Poco más de seis años median entre el artículo de Pablo Iglesias poniendo a caer de un burro a Ana Rosa Quintana por sus relaciones con el comisario jubilado José Villarejo y aquella entrevista en que la presentadora y el fundador de Podemos daban muestras de enamoramiento televisivo.
¡Cómo hemos cambiado!, se podría decir de ambos. Ahora Iglesias critica a Quintana por sus relaciones con las “cloacas” y Quintana lo hace con Iglesias por su deriva política. Pero hubo unos tiempos en que uno y otro se sirvieron mutualmente. A Iglesias le interesaba el impacto de Ana Rosa y a Ana Rosa las audiencias que proporcionaba Iglesias en su mejor momento. Ese pacto consentido entre ambos fue el que propició que en septiembre de 2015 Iglesias concediera una de sus primeras entrevistas “personales” a la propia Ana Rosa, que acudió, junto a un equipo de su programa, a grabar un ‘making of’ de la vida de quien se postulaba a promesa política del momento.
Quienes tienen memoria recuerdan aquel idilio televisivo, con Ana Rosa descendiendo a la realidad de un barrio de clase trabajadora del que Iglesias aseguraba entonces que nunca saldría.
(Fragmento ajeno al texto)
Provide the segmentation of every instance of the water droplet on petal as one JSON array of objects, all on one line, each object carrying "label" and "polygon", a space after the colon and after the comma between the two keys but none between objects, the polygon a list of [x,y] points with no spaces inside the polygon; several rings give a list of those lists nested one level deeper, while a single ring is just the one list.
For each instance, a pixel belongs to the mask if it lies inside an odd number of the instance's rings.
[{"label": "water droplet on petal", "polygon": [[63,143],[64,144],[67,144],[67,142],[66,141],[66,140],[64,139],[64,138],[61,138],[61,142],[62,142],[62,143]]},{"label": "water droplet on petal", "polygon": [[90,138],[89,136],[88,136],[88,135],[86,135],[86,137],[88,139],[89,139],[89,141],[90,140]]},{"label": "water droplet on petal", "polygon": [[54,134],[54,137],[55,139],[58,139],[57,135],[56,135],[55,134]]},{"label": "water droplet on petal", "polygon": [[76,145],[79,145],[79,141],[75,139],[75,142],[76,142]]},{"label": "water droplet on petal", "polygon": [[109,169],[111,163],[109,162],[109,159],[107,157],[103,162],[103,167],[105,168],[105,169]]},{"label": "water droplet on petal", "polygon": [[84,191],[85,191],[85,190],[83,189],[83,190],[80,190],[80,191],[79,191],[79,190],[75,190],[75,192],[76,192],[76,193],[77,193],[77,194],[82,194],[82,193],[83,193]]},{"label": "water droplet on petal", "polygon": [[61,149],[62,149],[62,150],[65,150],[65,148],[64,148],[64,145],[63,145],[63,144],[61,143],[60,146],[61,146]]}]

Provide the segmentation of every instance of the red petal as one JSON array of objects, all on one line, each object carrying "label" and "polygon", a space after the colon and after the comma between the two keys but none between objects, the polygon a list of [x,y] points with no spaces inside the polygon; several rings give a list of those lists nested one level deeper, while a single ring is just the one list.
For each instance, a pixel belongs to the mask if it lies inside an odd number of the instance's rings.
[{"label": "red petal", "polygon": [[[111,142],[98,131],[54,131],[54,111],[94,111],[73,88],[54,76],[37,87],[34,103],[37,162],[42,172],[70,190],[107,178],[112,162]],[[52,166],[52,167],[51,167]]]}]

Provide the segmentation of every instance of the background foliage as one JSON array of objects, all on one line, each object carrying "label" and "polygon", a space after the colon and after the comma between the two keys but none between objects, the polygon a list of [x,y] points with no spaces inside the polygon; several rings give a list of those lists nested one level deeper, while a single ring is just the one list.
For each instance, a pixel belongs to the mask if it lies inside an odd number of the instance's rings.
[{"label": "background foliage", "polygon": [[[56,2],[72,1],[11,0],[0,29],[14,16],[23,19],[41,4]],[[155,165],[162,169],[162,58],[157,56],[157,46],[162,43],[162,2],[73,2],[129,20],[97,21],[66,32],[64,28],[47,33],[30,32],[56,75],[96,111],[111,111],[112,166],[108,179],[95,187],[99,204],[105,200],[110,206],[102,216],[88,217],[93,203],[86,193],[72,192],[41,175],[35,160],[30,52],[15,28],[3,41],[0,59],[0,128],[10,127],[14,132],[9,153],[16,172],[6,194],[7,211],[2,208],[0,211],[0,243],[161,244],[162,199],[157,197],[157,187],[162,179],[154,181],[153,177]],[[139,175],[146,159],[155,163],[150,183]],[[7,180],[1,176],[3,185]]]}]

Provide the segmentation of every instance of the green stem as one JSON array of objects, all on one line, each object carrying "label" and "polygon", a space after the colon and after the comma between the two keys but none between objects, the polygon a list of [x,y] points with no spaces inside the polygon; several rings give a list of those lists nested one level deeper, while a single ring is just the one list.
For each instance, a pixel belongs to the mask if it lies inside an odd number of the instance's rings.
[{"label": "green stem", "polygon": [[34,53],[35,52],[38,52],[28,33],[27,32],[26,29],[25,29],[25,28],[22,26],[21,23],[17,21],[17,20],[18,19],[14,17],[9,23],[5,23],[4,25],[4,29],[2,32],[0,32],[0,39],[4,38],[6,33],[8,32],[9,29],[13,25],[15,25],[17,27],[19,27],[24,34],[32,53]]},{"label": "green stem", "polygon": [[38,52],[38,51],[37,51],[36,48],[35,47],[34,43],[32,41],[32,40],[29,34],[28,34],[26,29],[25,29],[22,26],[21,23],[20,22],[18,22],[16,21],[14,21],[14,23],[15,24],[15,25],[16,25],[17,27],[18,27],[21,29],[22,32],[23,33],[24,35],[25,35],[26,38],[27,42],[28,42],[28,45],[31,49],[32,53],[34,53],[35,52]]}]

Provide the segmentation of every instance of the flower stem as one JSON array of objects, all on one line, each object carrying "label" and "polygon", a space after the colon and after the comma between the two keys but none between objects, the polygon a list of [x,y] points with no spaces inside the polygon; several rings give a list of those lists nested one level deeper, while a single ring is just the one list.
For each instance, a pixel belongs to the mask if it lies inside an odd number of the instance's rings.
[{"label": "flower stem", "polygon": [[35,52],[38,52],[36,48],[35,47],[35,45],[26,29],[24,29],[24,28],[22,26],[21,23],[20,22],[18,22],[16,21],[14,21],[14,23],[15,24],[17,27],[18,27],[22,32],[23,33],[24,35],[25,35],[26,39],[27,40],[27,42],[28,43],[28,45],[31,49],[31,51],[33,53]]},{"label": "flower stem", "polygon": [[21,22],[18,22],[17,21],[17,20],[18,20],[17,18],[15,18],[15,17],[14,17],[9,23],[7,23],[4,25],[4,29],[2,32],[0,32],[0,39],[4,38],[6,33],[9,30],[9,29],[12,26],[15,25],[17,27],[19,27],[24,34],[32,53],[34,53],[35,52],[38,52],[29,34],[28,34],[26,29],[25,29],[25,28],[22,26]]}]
Todavía quedaba tiempo para acabar en el chalé de Galapagar e Irene Montero no era más que una portavoz que se trabucaba en las ruedas de prensa sin salirse del argumentario del día.
Aquella entrevista arrojó un saldo muy positivo, en cuestión de imagen, para Iglesias. Sólo tuvo que fingir hacer algo de ‘running’ con Ana Rosa y darle la exclusiva de la entrada en su domicilio, con melena suelta recién salida de la ducha incluida. Eso, junto a un cuestionario de lo más suave, mientras desayunaban en la mesa de la cocina tostada con jamón serrano y salmorejo de bote. Nada que ver con las exquisiteces de los restaurantes pijos que tanto le gustan a su amigo Jaume Roures -de uno- y Villarejo -de otra-.
Ahora ya no queda nada de eso. La gente cambia, se dice. Los tiburones, también.